Listing the steps together, Knowles said: “The first key area is risk assessment, followed by incident detection/response. The third area is around data governance and then the fourth area is around compliance.”
The RSA Field CTO explained that it is vital for compliance to take an evidence based approach, saying that “even if you have a breach but you can prove you are doing the right things, then actually on the one hand you may not get a fine and also consumers will be a little bit more forgiving because they know you will be doing the right things.
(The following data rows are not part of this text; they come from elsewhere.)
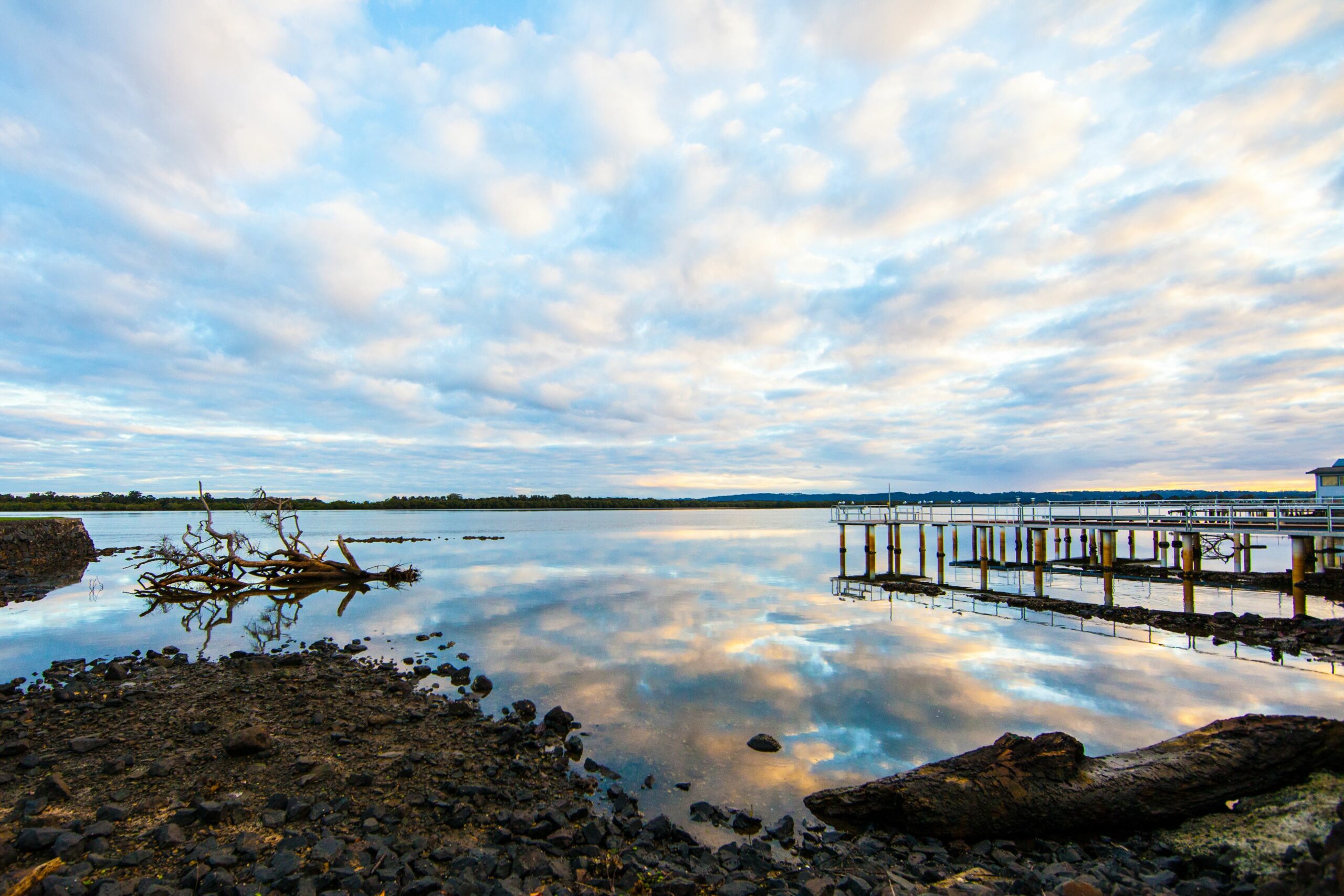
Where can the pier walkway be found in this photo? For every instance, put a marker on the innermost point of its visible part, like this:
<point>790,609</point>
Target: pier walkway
<point>1193,529</point>
<point>1290,518</point>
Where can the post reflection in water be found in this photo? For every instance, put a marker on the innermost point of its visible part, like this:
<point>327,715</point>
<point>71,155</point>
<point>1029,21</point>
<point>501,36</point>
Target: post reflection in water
<point>676,636</point>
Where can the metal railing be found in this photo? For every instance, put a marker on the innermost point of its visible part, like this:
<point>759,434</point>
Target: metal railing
<point>1285,516</point>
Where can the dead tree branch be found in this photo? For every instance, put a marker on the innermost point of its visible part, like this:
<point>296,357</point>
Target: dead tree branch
<point>207,563</point>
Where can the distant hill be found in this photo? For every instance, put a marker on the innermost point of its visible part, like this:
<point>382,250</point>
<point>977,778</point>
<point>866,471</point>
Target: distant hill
<point>999,498</point>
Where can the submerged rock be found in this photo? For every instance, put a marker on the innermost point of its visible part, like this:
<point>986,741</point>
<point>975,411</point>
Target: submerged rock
<point>764,743</point>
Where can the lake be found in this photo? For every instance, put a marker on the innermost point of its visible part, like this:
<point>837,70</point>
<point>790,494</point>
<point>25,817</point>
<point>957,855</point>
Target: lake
<point>674,636</point>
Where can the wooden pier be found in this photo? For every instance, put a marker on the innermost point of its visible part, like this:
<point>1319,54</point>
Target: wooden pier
<point>1191,530</point>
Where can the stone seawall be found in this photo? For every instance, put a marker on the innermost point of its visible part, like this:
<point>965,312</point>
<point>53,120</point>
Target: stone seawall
<point>38,544</point>
<point>42,554</point>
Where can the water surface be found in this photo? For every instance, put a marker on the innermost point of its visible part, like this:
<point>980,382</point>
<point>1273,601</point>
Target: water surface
<point>678,635</point>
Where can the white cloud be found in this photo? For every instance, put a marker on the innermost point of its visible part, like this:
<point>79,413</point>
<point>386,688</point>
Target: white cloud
<point>526,205</point>
<point>874,125</point>
<point>884,30</point>
<point>807,170</point>
<point>1268,26</point>
<point>620,97</point>
<point>709,34</point>
<point>709,104</point>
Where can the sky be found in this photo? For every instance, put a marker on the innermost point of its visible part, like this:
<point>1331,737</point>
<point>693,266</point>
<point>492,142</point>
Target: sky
<point>671,249</point>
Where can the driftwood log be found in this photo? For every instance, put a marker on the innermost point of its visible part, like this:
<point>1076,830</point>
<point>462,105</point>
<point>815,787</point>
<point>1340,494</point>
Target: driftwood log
<point>207,563</point>
<point>1046,785</point>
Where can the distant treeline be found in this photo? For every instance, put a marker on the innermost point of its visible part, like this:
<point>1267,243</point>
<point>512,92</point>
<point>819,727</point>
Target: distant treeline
<point>139,501</point>
<point>765,500</point>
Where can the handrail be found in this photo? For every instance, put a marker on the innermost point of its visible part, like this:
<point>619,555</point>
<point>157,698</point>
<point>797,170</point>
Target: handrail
<point>1272,515</point>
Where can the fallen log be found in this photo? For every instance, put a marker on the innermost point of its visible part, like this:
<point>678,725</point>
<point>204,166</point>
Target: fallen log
<point>1046,785</point>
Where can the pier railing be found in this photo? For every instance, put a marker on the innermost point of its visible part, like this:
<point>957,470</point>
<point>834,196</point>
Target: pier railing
<point>1285,516</point>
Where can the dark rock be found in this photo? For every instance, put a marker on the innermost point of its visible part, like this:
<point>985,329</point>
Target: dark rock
<point>327,849</point>
<point>33,840</point>
<point>170,835</point>
<point>705,812</point>
<point>558,721</point>
<point>56,786</point>
<point>113,812</point>
<point>14,749</point>
<point>248,742</point>
<point>764,743</point>
<point>745,823</point>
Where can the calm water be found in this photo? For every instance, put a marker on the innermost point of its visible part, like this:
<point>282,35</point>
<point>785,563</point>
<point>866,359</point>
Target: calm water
<point>675,636</point>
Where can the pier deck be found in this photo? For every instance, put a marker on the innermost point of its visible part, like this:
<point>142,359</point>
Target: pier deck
<point>1289,518</point>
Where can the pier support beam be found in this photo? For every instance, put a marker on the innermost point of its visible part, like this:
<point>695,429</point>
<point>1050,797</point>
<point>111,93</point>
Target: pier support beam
<point>941,554</point>
<point>1038,566</point>
<point>870,551</point>
<point>1108,565</point>
<point>921,551</point>
<point>1304,563</point>
<point>984,556</point>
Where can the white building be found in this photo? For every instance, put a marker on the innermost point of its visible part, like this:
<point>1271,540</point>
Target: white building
<point>1330,481</point>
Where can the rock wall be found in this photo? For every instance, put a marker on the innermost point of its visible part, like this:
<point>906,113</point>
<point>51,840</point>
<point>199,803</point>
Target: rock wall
<point>37,546</point>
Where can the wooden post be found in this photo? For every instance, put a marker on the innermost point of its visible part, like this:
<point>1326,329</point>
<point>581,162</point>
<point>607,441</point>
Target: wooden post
<point>984,556</point>
<point>921,551</point>
<point>842,550</point>
<point>1304,563</point>
<point>940,555</point>
<point>870,550</point>
<point>1038,566</point>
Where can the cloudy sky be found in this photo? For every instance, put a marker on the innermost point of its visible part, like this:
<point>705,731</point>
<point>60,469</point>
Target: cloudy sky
<point>690,248</point>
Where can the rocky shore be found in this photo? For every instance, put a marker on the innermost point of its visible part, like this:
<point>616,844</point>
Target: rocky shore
<point>322,773</point>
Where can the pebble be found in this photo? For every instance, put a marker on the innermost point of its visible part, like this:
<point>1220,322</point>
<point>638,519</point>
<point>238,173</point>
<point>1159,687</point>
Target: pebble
<point>764,743</point>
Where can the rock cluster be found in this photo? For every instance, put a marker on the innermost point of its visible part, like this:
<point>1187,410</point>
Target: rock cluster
<point>42,554</point>
<point>316,773</point>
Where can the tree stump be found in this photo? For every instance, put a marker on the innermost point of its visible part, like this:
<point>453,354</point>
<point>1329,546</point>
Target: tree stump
<point>1046,785</point>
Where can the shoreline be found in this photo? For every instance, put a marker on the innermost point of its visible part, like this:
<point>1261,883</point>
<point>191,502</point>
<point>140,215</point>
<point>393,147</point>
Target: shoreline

In recent breaches this does not apply because we know the companies were not doing the right things.”
“A lot of vendors are saying they have a GDPR solution, there is no solution for GDPR. I think because organisations are panicking and they have budgets signed off, because the business is now seeing it as a priority, there have been lots of surveys that say how much organisations are willing to spend on GDPR. The budget is there and people are saying ‘let’s just buy all of this technology and that will help us to become compliant’, but obviously that is not the case.”
Resources are of critical importance in terms of GDPR, and while throwing money at the problem will not have a great impact, the world is in desperate need of more skilled professionals to monitor and enforce the new regulation. This is yet another example of the pressure that the entire tech industry is under regarding a lack of valuable skills.
“We have a skills shortage, the Information Commissions Office is now saying we need 7,000 Data Protection Officers in the UK, and I read somewhere last week that Europe needs 28,000. On the basis that we have a skills shortage already, I am not sure where these extra DPOs are going to come from,” said Knowles.
By outlining these steps, the RSA Field CTO is encouraging organisations to be diligent and to cover all grounds in pursuing GDPR compliance, ensuring that if the inevitable happens and a data breach is discovered, the victim will have a solid defence when facing potential GDPR punishment.
“If you follow this cycle then at least you have got proof to say these are the ten steps we are taking for GDPR. When it comes to compliance, GDPR is not just about compliance but it plays a big role, so being able to automate some of those compliance procedures is important. I think compliance management as a bigger picture of GDPR will mean you have to automate some processes,” Knowles said.